Clearly, neither you nor your dog should be breathing in any kind of chemical mixture that comes with dipped incense. If you’re going to burn incense, we encourage you to choose a traditional incense for your home since it typically burns cleaner. While you’ll pay a little more for it, it is much healthier for both you and your pet.

Ensure Plenty of Ventilation

While you’re burning incense, make sure your home has plenty of ventilation. Since smoke is the main culprit behind health problems, try to let out as much of that smoke as possible. Open up a window to both let the smoke out and let some fresh air in. Additionally, don’t trap your pet in the same room as the burning incense. Allow them to roam and get away from the incense if they need to. 

Choose A Safe Spot For Placement

Be careful where you burn your incense. It would be best to keep it in another room altogether from your pet, but at the very least, it needs to be completely out of reach from a dog’s excitable tail (no low side tables or coffee tables). 

Alternatives To Incense

Even if you choose not to burn incense, you still might be stuck with the ~smell~ of your doggo. So how do you make your home smell a little more pleasant? There are several safe alternatives to incense that still achieve the same goal of smelling better!  

Febreeze

In order to relieve the worries that Febreze is not safe for pets, Febreze partnered with the American Society for the Prevention of Cruelty to Animals (ASPCA) to study the effects of Febreze on a variety of household pets. The study concluded that Febreze is in fact pet safe. 

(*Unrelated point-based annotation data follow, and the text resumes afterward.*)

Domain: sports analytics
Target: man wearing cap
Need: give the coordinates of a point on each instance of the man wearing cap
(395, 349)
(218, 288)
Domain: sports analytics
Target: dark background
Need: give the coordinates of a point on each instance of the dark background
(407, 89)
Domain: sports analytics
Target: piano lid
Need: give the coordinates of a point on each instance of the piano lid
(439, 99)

Febreze can be a great option for helping with the dog smell and keeping your home safe for your pet. If you choose to use Febreze, make sure to follow all instructions on the box. 

Air Purifiers

Air purifiers can help improve odors from pets by removing any smells from the air in your home. While it won’t make your home “smell good” the way incense or another scent product will, it’s actually removing the odors from your home rather than just covering it up. 

If you’re considering purchasing an air purifier, think about the size of your home. If you have a large house and only want to purchase one, you’ll most likely need to get a stronger air purifier that will be able to remove the scent from the entire house, rather than just the room it’s in. 

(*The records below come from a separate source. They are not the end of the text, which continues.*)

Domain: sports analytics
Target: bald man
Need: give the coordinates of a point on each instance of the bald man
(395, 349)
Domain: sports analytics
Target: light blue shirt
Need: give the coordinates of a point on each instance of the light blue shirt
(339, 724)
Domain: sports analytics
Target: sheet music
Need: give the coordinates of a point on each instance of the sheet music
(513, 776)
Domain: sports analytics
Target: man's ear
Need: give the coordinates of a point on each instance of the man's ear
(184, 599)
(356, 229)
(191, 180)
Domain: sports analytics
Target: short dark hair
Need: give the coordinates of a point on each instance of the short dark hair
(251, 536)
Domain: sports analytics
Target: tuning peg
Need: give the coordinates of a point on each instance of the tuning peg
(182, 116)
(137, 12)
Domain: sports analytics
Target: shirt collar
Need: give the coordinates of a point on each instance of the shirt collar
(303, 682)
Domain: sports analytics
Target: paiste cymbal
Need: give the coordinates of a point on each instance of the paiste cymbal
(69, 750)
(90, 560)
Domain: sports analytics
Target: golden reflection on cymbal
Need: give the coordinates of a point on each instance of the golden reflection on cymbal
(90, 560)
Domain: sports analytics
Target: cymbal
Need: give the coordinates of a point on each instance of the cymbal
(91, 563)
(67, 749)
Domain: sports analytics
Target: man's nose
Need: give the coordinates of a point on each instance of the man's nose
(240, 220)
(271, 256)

Create Your Own Kitchen Scent

Did you know you can actually create your own scents right at home in your kitchen? Using just your stovetop and a few basic ingredients, you can give your whole house a delicious, natural smell. And the best part? These are much safer for your pet, and just as effective! Check out any of these recipes to make your whole house smell great. 

You can also go the DIY route too:

Why Candles Aren’t Much Better

So what about candles? Are they any better for your pet? 

Even though candles aren’t directly toxic for your dog, candles really aren’t much safer than incense. Candles still create smoke, and smoke of any kind can be harmful to the respiratory systems of both you and your pet. 

While candles are typically a little more sturdy than the stick-and-holder method of burning incense, they’re still not safe from a happy dog tail (unless they’re burned on a high shelf away from your pet). 

Finally, heavily-scented candles can still create the kind of irritation to your dog’s sensitive nose that incense can cause. 

If you choose to burn a candle in your home, follow the same precautions that you would for burning incense: use a natural candle with no artificial smells, make sure there’s plenty of ventilation flowing, and place it on a high counter or shelf where your dog can’t reach it. 

Closing

Burning incense with a dog around may not be the best choice for their health, but with a few precautions, you can keep your dog safe from the potential harmful effects of incense. Keep careful watch over your dog as you’re burning incense. If you notice excessive sneezing, coughing, or watery eyes, it could be a sign that it’s time to switch to a healthier option for your dog.